I have this big apple tree at the house. Last year it had horrible tent worms and barely any apples. I cut the bottom third off of it this spring, with the intention of cutting it the rest of the way down next spring.well..
It blew up growth wise this year. No tent worms yet, but the apples seem fairly small.
They're edible, sweetish, just small. I don't even know the type.
Is there anything I can do to get them to grow bigger or better in the future? Or get the tree to a more manageable size without killing it?
They've been falling off the tree since late July, but it's still pretty full. Guess I need to get an apple picker, but since they don't turn red, how can I tell which apples are ready to pick?
02Pilot
UltraDork
8/30/21 8:51 p.m.
Watching. My GF's new house has a badly neglected apple tree in the yard - dead branches, covered in vines, but still hanging on and producing fruit. Planning to clean it up this fall and assess once we get all the vines off.
Before anyone suggests it, its just a name. I don't know E36 M3 about apple trees.
Mr_Asa
PowerDork
8/30/21 9:05 p.m.
How has the rainfall been where you are?
No experience with apple trees, but with my other trees and plants I generally give the rain gauge a hairy eyeball if I'm getting good fruits that are on the small side. Sounds like the sugar production and soil nutrients are on track, though.
In reply to Mr_Asa :
Above average for the year, but the average has been climbing due over the past years.
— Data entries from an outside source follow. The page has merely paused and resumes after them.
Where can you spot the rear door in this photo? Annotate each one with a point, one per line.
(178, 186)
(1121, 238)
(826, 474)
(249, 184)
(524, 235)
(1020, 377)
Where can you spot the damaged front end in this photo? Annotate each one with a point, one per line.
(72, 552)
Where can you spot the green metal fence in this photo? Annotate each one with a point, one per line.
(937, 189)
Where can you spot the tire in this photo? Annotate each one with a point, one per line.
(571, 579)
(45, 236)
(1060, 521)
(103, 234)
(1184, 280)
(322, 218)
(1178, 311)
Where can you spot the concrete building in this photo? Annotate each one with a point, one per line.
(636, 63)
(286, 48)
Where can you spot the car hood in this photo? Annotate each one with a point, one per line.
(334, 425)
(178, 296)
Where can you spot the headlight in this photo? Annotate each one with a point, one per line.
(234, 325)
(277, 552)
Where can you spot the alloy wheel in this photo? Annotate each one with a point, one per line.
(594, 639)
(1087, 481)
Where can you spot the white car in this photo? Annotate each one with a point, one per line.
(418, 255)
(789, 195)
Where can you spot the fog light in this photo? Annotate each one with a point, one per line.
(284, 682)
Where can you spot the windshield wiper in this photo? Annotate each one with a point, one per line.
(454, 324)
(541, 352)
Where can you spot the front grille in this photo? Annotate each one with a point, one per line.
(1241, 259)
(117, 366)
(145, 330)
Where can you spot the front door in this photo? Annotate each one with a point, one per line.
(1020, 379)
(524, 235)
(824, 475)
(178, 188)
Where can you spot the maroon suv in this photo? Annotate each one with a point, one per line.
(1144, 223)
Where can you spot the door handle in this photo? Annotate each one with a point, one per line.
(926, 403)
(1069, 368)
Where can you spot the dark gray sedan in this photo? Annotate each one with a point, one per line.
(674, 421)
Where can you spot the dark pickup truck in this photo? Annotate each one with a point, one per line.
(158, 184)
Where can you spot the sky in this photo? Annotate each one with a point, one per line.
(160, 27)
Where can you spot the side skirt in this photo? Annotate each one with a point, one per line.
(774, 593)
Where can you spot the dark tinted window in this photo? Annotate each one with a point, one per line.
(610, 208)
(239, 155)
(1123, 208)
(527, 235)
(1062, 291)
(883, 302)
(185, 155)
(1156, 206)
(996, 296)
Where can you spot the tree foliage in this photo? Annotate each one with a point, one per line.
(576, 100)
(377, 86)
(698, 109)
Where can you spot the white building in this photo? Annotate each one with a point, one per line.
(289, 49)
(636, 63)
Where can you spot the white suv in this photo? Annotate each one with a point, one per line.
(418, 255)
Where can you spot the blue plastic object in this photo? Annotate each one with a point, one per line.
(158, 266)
According to the old neighbor, in its prime, the apples made great pies, and I should wait till they're fist sized.
Might be old wives tale (my mom was an old wife) but our apple and crabapple trees worked on a three year cycle. Not much, average, lots, back to not much.
As to the size and flavor, that's genetic, and pretty much set. A good growing season might increase size a bit, but not a ton.
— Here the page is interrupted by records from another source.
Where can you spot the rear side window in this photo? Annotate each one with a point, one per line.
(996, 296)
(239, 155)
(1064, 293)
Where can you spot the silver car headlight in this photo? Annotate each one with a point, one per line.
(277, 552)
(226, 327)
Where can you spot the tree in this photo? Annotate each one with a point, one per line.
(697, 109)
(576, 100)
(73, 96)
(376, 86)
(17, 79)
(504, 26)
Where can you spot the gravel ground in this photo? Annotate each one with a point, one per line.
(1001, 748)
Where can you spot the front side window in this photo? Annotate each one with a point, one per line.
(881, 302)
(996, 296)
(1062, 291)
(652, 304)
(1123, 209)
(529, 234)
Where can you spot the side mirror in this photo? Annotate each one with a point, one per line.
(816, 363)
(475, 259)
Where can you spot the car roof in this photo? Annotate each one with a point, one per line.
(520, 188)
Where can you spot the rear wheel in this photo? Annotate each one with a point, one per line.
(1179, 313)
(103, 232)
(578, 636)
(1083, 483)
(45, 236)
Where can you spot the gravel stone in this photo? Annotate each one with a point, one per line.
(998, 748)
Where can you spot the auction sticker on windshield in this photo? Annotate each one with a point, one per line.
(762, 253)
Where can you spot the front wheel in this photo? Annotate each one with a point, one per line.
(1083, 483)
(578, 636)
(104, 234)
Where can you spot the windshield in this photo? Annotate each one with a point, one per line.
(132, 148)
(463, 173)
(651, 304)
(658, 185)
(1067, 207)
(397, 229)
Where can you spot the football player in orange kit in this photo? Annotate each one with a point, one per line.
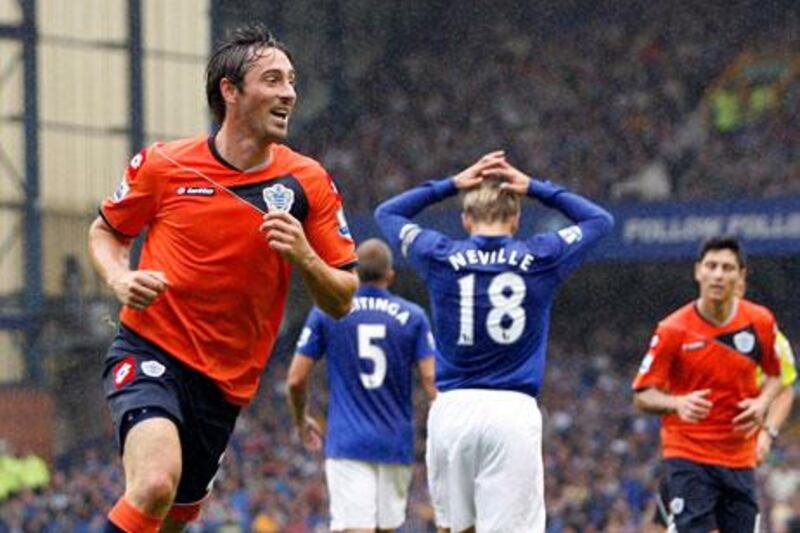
(699, 374)
(228, 217)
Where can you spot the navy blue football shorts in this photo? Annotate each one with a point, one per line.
(141, 381)
(703, 497)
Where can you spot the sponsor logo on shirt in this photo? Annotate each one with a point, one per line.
(692, 346)
(278, 198)
(137, 160)
(154, 369)
(344, 229)
(744, 341)
(571, 235)
(122, 191)
(647, 362)
(196, 191)
(124, 372)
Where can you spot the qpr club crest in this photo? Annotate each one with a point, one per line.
(278, 197)
(744, 341)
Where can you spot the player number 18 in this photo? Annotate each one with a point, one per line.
(506, 293)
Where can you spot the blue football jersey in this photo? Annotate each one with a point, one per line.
(491, 296)
(371, 354)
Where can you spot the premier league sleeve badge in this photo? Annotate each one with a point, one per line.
(278, 198)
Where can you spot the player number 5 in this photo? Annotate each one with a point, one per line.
(366, 350)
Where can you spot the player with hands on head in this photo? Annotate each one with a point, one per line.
(491, 296)
(202, 311)
(371, 354)
(699, 374)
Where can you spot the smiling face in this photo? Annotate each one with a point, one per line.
(263, 105)
(719, 275)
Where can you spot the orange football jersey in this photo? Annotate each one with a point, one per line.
(226, 287)
(688, 353)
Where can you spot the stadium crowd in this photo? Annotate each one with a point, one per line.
(613, 108)
(601, 460)
(623, 106)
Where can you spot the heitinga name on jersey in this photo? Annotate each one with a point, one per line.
(368, 303)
One thing I learned in my thread is that nearly all apples are not self-fertilizing. The sperm and ovule produced by the angiosperm (flower) are not compatible, so just because you have a [for instance] Granny Smith tree does not mean you have granny smith apples. If the bee or butterfly that pollinated that flower after visiting a crabapple tree, you have a different apple. Apple trees are dioecious, meaning they have both male and female parts in the flower, but the way they perform meiosis produces two gametes that cannot combine. So apple fruit is more like humans. We can't constantly pop out clones of ourselves, we require someone else and the result is a combination of two sets of chromosomes. Apples are the same way. The fruit produced is a combination of the DNA of the tree and the DNA of another tree.
So, one year you get primarily great apples because you and your neighbor both have red delicious trees and the bees bounce back and forth. The next year your neighbor cuts down his apple tree and your tree gets pollinated with the golden delicious sperm from down the street, or not at all, or from a crabapple in the woods behind the house.
Edit: Just realized that I used "golden delicious sperm" in a sentence.
mtn
MegaDork
8/31/21 10:07 a.m.
I'm no expert, but my grandad always pruned his tree pretty extensively. He claimed better taste and size and less bugs.
In reply to Curtis73 (Forum Supporter) :
I'm the only apple tree on the street. At least they aren't as finicky as my pawpaw trees that need completely separate genetics to reproduce.
There's going to be much trimming again this fall. I may even attempt to shorten it a little bit since my pole saw goes to 11 feet.
Leave it to Curtis to regale us with his graphic depiction of apple tree sex.
Curtis73 (Forum Supporter) said:
So, one year you get primarily great apples because you and your neighbor both have red delicious trees and the bees bounce back and forth.
I believe you are mistaken sir. Because red delicious apples taste like crap.
rustybugkiller said:
I'm no expert, but my grandad always pruned his tree pretty extensively. He claimed better taste and size and less bugs.
This is key. Prune that tree waaaay back. Eliminate all the suckers and let the tree focus its energy into fewer fruits, the remaining ones will grow much bigger.
apple orchards around here maintain the trees at about 10 ft, max
I have been trying to get Apples to grow for about 15 years now, with no luck. I have tried everything, and nothing works. I now believe that Apples are controlled by a secret organization run by weathly orchard owners who send out shadowy agents in the night to poison apple trees in people's yards.